Google Earth is a Geo Browser that represents the Earth in 3D, based on the satellite and aerial imagery. It maps the Earth surface by superimposing Satellite images and other GIS Data onto a 3D Globe, which allows users to visualize the landscape from various angles. Google Earth’s alternative examples are NASA’s World Wind, ESRI’s ArcGIS explorer etc. To take a virtual tour of earth using Google Earth, the user needs to download and install the application on their computer.
Google Earth provides search capabilities and also the ability to pan, zoom, rotate, and tilt the view of the planet. It additionally offers tools for making new information and a growing set of layers of data, like volcanoes and parcel of land, that reside on Google’s servers, and can be displayed within the view. For some locations, like most of the western portion of the United States, the terrain information is provided at considerably higher resolutions. Most amazing of all, Google created this tool accessible at no cost. This despite an academic — and, let’s be honest, recreation — the price that’s nearly impossible to measure.
History of Google Earth
Originally Google Earth was called Keyhole EarthViewer as it is created in 2001 by a company called Keyhole Inc., later on, it is acquired by Google in 2004.
How Google Earth Works:
Google Earth is easy to use, informative, and present information in a geographic context. By entering the address or coordinates in Google Earth search box, a user can zoom and explore a specific area on Earth. Anyone can find a business, get directions etc. By merely entering a name of the destination into Google Earth’s search, you can take a virtual trip to it. Currently, Google uses Landsat 8 to provide a higher quality of imagery. All Imagery used in Google Earth is hosted on Google’s own servers. Google Earth Imagery resolution ranges from 15 meters to 15 centimetres.
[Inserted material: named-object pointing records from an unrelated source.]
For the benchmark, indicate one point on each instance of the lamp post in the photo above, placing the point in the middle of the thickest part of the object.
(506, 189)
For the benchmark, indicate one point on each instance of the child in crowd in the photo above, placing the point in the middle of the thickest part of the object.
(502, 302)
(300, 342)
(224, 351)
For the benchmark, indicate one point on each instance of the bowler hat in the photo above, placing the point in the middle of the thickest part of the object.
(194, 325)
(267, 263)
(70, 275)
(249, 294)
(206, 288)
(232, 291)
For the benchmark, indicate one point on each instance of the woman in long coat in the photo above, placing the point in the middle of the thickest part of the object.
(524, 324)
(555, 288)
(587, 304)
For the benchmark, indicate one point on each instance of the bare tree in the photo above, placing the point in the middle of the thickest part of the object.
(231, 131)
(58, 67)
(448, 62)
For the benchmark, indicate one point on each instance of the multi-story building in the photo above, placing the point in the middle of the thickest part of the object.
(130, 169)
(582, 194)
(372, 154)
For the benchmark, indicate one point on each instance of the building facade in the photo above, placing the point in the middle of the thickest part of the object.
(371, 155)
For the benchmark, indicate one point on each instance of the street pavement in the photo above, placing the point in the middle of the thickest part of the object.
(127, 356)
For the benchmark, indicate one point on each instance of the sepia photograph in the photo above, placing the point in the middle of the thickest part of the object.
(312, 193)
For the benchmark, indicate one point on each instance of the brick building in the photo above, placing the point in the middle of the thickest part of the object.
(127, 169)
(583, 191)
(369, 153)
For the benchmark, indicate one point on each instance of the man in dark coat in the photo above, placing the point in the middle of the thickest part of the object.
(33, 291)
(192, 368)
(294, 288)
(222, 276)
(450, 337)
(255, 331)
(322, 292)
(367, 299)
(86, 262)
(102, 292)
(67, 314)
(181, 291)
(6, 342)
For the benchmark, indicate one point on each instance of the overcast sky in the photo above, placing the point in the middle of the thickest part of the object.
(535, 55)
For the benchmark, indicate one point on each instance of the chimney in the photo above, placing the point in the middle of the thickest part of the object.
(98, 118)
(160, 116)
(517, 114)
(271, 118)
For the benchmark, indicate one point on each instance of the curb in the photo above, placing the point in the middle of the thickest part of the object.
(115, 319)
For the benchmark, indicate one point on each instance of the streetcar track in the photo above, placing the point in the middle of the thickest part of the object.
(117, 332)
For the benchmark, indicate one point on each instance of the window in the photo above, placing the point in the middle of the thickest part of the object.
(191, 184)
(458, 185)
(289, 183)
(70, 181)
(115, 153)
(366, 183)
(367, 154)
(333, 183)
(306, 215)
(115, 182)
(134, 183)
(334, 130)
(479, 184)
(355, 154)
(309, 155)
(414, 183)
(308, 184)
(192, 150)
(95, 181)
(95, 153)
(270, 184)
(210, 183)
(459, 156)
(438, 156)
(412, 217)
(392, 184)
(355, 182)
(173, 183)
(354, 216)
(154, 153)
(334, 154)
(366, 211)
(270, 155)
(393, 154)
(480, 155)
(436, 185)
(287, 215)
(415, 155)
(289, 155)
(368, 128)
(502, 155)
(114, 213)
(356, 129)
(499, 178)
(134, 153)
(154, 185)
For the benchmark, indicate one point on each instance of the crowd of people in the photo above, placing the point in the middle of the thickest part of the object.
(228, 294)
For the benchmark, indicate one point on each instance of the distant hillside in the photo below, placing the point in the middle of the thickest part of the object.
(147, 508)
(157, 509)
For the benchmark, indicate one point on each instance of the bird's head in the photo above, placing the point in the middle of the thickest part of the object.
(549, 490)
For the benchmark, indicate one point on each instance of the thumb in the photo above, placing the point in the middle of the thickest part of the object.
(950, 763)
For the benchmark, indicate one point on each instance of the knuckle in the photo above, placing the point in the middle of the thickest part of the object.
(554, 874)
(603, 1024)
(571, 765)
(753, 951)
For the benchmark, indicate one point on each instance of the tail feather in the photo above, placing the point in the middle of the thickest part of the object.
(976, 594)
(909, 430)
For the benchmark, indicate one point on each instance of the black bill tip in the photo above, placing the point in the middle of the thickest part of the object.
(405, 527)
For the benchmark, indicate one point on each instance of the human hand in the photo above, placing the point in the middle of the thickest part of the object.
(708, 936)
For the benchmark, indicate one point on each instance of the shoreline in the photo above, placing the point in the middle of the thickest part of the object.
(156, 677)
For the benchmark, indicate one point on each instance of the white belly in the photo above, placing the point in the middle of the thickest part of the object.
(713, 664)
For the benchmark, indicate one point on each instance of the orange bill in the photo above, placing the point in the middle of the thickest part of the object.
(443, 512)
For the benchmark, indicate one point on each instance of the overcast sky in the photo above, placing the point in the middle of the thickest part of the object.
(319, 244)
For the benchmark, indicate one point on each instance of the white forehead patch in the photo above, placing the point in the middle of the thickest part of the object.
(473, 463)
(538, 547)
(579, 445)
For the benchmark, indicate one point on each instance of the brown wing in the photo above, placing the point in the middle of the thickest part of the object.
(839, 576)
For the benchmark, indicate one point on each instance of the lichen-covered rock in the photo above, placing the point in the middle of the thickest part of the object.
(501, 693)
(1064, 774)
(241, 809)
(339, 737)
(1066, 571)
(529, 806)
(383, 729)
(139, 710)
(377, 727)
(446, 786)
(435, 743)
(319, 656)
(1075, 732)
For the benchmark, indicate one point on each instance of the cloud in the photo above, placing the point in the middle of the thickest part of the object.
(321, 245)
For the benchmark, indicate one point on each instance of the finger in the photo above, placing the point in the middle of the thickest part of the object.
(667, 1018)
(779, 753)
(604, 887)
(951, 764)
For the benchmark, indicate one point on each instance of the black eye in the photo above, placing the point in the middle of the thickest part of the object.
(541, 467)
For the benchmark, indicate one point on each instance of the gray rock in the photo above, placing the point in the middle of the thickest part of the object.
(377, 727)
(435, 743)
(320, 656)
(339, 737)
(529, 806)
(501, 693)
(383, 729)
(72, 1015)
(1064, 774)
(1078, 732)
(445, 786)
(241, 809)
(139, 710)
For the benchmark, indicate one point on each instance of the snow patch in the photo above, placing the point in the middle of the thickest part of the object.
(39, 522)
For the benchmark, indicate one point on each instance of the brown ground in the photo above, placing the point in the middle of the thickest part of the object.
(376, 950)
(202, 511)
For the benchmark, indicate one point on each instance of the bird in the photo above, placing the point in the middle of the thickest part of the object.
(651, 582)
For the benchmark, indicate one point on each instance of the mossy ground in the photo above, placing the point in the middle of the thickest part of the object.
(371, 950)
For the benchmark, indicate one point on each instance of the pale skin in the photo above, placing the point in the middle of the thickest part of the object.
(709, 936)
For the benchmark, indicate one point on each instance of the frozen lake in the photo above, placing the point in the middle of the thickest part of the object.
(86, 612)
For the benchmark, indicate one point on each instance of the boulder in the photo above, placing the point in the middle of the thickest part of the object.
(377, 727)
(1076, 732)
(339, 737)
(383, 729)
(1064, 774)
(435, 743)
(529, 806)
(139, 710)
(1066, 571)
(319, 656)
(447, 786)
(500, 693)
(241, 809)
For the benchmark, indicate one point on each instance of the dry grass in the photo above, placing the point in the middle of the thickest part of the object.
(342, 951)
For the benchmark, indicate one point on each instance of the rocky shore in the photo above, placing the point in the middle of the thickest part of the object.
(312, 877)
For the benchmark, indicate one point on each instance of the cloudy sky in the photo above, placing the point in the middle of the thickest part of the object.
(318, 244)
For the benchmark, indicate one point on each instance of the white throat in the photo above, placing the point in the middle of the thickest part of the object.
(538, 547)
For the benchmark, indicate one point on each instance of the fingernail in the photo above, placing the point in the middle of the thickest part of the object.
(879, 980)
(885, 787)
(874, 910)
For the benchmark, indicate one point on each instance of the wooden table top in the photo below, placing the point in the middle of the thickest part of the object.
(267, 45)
Google Earth is released as desktop software for MacOS, Windows, and Linux. It can be run on the web with a compatible browser plug-in. Google Earth is also available as a separate mobile app for Android on 2010 and iOS in the year 2008.
Benefits of Using Google Earth:
- Is easy to install, use and it presents information in a geographic context.
- Information can be displayed on Google earth includes aerial and satellite imagery.
- Is appropriate for educational use.
- Is pre-loaded with a wide variety useful data.
- Enables users to create and display their own data.
- Google Earth can support field surveyors, they can import GPS data that has been saved in GPX format.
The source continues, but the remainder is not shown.